In Roman Stoicism, I saw the hard wisdom of the men who raised me. They had suffered sorrow, poverty, and discrimination. Some had been beaten, extorted, or unjustly arrested. They took pride in their capacity for work and self-sufficiency. They remembered their troubles and deprivations, but they did not define themselves by their trauma. The were fatalistic, but happy. No one had much money or property, but they felt what they had sufficed. They were suspicious of luxuries. They viewed their troubles with laughter rather than anger. Stoicism wasn’t a philosophy.
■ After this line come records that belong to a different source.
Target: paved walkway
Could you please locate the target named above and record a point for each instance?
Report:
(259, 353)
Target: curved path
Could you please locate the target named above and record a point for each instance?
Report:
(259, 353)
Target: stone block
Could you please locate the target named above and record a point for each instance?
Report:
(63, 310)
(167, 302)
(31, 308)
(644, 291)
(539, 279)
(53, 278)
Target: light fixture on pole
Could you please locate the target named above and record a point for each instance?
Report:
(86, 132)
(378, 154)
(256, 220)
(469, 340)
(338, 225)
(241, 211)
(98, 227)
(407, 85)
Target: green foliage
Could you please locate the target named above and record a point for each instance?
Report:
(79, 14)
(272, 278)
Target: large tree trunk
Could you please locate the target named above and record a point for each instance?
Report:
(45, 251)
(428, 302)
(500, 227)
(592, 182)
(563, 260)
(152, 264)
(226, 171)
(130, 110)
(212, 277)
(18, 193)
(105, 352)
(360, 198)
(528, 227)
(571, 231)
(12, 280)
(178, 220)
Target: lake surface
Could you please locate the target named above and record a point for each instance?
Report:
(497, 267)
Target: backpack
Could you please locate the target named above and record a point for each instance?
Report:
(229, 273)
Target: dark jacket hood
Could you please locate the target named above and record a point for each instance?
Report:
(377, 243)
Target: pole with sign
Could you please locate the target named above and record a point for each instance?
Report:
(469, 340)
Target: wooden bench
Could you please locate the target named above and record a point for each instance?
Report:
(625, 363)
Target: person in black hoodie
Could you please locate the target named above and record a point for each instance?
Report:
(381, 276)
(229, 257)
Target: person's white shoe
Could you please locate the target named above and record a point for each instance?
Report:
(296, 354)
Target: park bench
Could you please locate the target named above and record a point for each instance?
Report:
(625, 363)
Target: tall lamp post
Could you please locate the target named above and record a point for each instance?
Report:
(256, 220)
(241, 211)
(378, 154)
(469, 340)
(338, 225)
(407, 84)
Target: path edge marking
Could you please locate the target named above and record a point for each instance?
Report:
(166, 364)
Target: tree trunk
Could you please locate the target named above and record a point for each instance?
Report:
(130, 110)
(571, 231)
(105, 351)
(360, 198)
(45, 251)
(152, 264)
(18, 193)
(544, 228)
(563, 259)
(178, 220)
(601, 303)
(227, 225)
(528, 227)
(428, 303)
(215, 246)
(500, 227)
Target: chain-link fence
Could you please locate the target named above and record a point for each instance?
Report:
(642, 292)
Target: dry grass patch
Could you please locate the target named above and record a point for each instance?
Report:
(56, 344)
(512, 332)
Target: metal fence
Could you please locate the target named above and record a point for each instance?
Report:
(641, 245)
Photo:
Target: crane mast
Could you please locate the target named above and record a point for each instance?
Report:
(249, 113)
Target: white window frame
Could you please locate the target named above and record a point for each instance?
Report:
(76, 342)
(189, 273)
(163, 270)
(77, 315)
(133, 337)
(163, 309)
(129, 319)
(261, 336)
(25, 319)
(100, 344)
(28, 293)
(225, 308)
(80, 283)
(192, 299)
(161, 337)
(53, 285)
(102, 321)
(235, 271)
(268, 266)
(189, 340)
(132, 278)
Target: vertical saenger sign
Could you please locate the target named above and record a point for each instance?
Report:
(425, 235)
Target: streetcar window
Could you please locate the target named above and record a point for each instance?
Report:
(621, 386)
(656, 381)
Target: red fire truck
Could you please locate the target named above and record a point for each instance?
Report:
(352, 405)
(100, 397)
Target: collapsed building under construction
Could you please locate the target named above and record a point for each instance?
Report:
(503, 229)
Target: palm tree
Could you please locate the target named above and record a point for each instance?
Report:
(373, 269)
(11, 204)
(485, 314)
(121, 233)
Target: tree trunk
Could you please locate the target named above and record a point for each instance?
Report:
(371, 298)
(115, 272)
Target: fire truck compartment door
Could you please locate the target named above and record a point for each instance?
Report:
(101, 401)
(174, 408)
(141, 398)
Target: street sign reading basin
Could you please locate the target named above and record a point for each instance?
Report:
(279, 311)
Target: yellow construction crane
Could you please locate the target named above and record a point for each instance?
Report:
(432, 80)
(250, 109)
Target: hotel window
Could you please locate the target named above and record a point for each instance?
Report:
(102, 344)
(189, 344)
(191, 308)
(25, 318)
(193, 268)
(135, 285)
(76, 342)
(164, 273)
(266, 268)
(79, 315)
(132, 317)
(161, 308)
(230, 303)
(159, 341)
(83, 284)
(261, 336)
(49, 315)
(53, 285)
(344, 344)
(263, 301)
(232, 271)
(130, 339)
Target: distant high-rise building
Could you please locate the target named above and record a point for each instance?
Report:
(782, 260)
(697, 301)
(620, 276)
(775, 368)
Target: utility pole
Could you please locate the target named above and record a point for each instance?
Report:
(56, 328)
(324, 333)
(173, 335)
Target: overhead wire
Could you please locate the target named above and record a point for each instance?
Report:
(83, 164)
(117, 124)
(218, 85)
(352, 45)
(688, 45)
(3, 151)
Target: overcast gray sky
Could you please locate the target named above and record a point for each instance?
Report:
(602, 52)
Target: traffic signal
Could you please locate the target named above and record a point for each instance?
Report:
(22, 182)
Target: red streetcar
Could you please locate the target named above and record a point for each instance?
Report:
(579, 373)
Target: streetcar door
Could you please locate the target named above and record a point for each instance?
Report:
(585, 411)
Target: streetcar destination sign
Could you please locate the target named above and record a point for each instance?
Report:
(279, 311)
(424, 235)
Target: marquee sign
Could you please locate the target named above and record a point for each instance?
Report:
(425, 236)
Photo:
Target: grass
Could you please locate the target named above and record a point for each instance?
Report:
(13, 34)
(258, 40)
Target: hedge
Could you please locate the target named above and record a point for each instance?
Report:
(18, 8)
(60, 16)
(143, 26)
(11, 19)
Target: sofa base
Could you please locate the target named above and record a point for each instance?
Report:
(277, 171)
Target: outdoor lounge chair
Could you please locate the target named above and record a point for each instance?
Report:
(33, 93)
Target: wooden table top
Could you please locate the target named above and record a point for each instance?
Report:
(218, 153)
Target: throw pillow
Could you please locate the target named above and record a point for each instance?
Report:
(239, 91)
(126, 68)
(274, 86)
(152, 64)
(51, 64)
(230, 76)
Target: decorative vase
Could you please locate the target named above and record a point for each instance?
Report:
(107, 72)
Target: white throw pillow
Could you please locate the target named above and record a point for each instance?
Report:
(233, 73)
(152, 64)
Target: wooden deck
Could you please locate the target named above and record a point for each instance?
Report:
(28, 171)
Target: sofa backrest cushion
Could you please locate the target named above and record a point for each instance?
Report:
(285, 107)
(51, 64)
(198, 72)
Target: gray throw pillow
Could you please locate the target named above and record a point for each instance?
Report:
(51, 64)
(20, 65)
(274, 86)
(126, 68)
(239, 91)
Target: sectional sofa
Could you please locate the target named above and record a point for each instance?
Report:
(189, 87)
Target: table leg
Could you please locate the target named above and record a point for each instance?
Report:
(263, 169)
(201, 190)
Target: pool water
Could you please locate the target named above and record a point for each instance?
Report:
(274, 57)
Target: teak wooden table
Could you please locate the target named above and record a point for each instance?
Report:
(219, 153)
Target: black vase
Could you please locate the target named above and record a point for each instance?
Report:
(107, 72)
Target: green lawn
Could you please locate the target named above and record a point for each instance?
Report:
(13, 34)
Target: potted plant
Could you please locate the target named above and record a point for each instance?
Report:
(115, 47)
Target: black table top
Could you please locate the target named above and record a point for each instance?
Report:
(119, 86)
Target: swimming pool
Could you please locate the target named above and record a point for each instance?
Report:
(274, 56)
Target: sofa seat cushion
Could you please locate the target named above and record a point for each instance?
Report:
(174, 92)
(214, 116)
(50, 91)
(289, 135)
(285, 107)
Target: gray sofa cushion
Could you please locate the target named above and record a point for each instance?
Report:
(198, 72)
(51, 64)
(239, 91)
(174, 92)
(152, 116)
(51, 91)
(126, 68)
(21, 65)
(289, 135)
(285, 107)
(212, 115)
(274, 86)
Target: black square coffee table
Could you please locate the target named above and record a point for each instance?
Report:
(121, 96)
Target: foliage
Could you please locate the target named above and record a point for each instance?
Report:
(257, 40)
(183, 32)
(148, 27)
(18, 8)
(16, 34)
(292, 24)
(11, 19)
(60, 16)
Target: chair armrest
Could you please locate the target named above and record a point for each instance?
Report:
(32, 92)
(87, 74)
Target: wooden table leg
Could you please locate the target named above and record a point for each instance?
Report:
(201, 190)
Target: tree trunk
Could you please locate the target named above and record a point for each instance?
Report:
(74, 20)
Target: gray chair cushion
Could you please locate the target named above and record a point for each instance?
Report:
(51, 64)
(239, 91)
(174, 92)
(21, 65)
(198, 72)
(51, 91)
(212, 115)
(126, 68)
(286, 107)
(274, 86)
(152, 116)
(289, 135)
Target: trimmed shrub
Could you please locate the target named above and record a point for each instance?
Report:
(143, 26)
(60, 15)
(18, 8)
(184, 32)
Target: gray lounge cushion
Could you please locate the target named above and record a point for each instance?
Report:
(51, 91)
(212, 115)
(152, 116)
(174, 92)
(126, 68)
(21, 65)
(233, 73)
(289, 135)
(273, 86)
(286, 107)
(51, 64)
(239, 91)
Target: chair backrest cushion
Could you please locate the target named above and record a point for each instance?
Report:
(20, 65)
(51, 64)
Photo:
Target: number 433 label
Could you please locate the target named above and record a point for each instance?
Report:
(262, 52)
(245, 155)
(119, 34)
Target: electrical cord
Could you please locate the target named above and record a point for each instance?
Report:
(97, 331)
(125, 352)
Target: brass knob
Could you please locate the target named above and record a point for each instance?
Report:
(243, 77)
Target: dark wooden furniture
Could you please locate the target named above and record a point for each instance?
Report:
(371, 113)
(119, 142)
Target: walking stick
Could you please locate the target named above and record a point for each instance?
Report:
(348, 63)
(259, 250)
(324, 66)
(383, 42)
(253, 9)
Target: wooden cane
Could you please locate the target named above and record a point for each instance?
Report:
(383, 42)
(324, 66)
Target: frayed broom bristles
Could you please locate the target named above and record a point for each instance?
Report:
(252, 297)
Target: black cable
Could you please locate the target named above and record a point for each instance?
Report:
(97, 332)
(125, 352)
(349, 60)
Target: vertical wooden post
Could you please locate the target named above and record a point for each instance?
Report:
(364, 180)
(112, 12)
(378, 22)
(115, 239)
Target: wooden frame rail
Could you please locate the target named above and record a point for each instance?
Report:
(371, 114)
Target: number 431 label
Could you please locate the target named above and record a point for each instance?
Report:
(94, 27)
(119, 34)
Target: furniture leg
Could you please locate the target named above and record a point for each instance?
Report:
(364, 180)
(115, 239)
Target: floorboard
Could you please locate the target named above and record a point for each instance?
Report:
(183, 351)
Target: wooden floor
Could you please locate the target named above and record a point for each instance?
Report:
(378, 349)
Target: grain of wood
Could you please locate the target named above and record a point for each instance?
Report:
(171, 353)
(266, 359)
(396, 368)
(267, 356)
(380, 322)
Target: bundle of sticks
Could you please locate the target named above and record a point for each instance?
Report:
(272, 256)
It was my family.
Dana Gioia
Similar to John Stuart Mills father James, Gioia absorbed the stoic lessons from the examples the men around him lived out.
Dana Gioia snapped my synapses when he shared this definition of the novel:
Now, the great thing of literature–and this is literature as distinct from film and other theater, which are forms of storytelling–but the beauty of the novel and poetry is that they essentially are our cultural machinery for articulating the inner lives of people. In effect, the novel is based on–the very definition of the novel, although people never talk about this–is based on irony. Which is to say, somebody’s outer life is doing this and their inner life is doing that.
It’s hard to think of a novel that doesn’t follow this idea. I’m sure there’s some experimental four hundred pager out there, but the novels I truly know all exhibit this tension between the characters inner and outer life.
In Tolkien’s The Hobbit – Bilbo duels between his craving for comfortable Shire life and his Took instincts for adventure.
In Jeff Smith’s Bone – Fone Bone longs to return to Boneville, but harbors a secret love for Thorn who could never follow him there (Graphic novels count too right?).
Or in Jhumpa Lahiri’sThe Namesake – Gogol’s divided between the need to honor his parents and his traditional Indian heritage, and the allure of American success.
Irony threads through all of them. And novels will no longer read the same to me.
Russ Roberts and Dana Gioia’s conversation was inspiring throughout.